| HN Mirror

Y	Hacker News new \| ask \| show \| jobs

by sinwave 4260 days ago

While this complaint generally has validity, their paper [1] does IMO present an advance; it's not just handing a bunch of labeled data off to a large neural network.

IIRC (forgive me, I read the paper a few weeks ago) the solution is at its core a reinforcement learning system, with the deep net only making up the component that predicts reward from a (state, action) pair. With that in hand, there remains the non-trivial RL problem of balancing "exploration vs exploitation" in learning good strategies to play the game(s).
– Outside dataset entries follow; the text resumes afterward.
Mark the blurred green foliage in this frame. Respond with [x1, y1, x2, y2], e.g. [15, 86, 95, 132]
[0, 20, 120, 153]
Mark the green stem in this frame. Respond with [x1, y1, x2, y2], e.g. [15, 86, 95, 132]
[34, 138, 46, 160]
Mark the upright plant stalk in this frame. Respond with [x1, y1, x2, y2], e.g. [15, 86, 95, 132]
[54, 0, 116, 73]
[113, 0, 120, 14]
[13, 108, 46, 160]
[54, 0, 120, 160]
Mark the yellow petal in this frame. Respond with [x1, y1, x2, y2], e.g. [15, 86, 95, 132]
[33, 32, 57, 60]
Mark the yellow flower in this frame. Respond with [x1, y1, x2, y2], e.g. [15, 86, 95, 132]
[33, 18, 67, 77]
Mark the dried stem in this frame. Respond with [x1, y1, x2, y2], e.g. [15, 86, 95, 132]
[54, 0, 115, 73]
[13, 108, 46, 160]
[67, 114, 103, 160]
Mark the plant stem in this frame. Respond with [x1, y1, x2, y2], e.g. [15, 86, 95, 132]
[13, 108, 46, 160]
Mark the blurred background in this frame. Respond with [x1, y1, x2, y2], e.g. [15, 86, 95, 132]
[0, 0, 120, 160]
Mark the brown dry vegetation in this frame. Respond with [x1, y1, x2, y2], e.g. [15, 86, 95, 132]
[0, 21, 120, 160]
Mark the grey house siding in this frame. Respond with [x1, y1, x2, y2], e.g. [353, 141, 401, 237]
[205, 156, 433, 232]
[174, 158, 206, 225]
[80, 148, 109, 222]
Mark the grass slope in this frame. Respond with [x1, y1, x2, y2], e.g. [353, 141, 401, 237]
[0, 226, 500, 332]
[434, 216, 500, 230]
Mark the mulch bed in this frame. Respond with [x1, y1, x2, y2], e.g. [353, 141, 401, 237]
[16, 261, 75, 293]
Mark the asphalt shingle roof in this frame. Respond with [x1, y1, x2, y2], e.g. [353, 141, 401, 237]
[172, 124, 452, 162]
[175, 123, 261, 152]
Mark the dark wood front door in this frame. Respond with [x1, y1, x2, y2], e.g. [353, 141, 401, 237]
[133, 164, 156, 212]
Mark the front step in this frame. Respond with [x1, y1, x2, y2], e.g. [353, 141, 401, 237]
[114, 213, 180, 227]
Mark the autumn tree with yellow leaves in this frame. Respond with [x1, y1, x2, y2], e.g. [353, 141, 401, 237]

While NN's have been used in this capacity before, I believe that, as other comments have mentioned, using a deep net to learn to map a high-dimension state-action space (e.g,the state of the game represented as pixels of the screen at a particular time) to expected reward in real time was indeed an advance, both theoretical and technical.

And, oh yeah, I just remembered that a University of Texas research group is doing work in this area too (there was a recent paper [2] from Peter Stone and others).

(Edited for clarity)

(Edited again to suggest another paper).

[1] - http://arxiv.org/pdf/1312.5602.pdf

[2] - http://www.cs.utexas.edu/~pstone/Papers/bib2html-links/TCIAI...